J’ai cru un moment que Tortorella m’enverrait sèchement paître à quelques heures de l’affrontement contre le Canadien. C’est tout le contraire qui est arrivé.

« Les questions reliées à l’aventure de "Nick" et de tous ceux qui vivent la même passion que lui sont bien plus importantes que toutes les questions reliées au hockey », a lancé Tortorella.

Soudainement, ce n’était plus l’entraîneur-chef des Blue Jackets qui se tenait devant moi, mais un père à la fois très fier de son fils, mais aussi affreusement inquiet face aux risques immenses avec lesquels il doit composer quotidiennement.

Soldat d’élite au sein du 75e régiment de Rangers, Dominick Tortorella, âgé de 25 ans, est au front quelque part dans le monde. Son père et ses proches n’ont aucune idée de l’endroit où il était hier, où il est aujourd’hui, où il sera demain. Ils savent toutefois que lui et ses compagnons d’armes sont largués dans les endroits les plus hostiles de la terre.

« Je me tiens le plus loin possible de tout ce qui est nouvelle sportive. Mais depuis que Nick a amorcé ses campagnes au sein de sa brigade élite, je dois admettre que je suis attentivement l’actualité internationale. Quand CNN lance une nouvelle de dernière minute sur un conflit quelque part sur la planète, j’ouvre les yeux et les oreilles. Ça m’intéresse parce que je me dis que c’est peut-être là où mon fils s’en ira. Ou qu’il y est déjà », a expliqué Tortorella.

Si l’entraîneur-chef peut composer avec les problèmes que le hockey place sur sa route quotidiennement et apporter les correctifs qui s’imposent, il est à la merci des rares nouvelles qu’il obtient sur les allées et venues de son fils. Qu’elles soient bonnes ou mauvaises.

« Comme parent, c’est l’absence d’information qui est le plus difficile à gérer. À la base, tu sais qu’il est en danger. Comme tous les parents des soldats qui ont choisi le même défi que Nick, on vit dans donc l’attente. On pense à lui tous les jours. On prie pour lui et ses camarades tous les jours. Nous savons qu’ils sont très bien entraînés. Qu’ils sont braves. Qu’ils sont parmi les meilleurs soldats du monde. Qu’ils vivent leur rêve et leur passion de faire une différence dans le monde. Mais il est normal de s’inquiéter. Je te dirais que c’est la fierté qui nous tient. Nous sommes fiers de notre fils mon épouse et moi. Nous sommes fiers de ses compagnons d’armes. C’est une grande source de réconfort », expliquait Tortorella mardi matin au Centre Bell.

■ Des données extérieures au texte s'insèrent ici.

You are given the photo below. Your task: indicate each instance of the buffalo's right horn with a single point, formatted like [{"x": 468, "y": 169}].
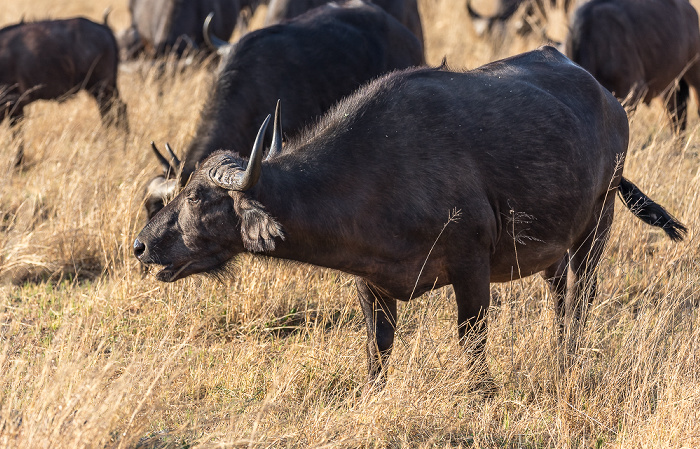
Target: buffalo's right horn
[
  {"x": 229, "y": 176},
  {"x": 212, "y": 41},
  {"x": 276, "y": 147}
]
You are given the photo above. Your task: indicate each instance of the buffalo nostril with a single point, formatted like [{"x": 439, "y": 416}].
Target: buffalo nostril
[{"x": 139, "y": 248}]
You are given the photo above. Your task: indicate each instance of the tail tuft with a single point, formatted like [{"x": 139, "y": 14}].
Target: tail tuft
[{"x": 650, "y": 212}]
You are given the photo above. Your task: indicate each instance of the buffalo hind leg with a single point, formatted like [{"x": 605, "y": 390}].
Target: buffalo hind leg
[
  {"x": 15, "y": 121},
  {"x": 473, "y": 296},
  {"x": 677, "y": 105},
  {"x": 380, "y": 317},
  {"x": 581, "y": 277}
]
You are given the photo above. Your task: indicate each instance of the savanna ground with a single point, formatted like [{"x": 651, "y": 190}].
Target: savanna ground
[{"x": 93, "y": 354}]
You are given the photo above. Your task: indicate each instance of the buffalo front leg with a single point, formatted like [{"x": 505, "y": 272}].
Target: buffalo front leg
[
  {"x": 380, "y": 317},
  {"x": 473, "y": 296}
]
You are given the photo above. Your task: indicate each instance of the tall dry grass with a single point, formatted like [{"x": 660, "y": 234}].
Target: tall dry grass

La journée de l'Action de grâce est venue et passée aux États-Unis jeudi dernier. Plus grande fête familiale chez nos voisins américains, l’Action de grâce donne lieu aux plus grands rassemblements familiaux de l’année. Plus que Noël ou que toutes les autres fêtes encerclées sur le calendrier.

Chez les Tortorella, cette fête s’est déroulée en l’absence du fils-soldat.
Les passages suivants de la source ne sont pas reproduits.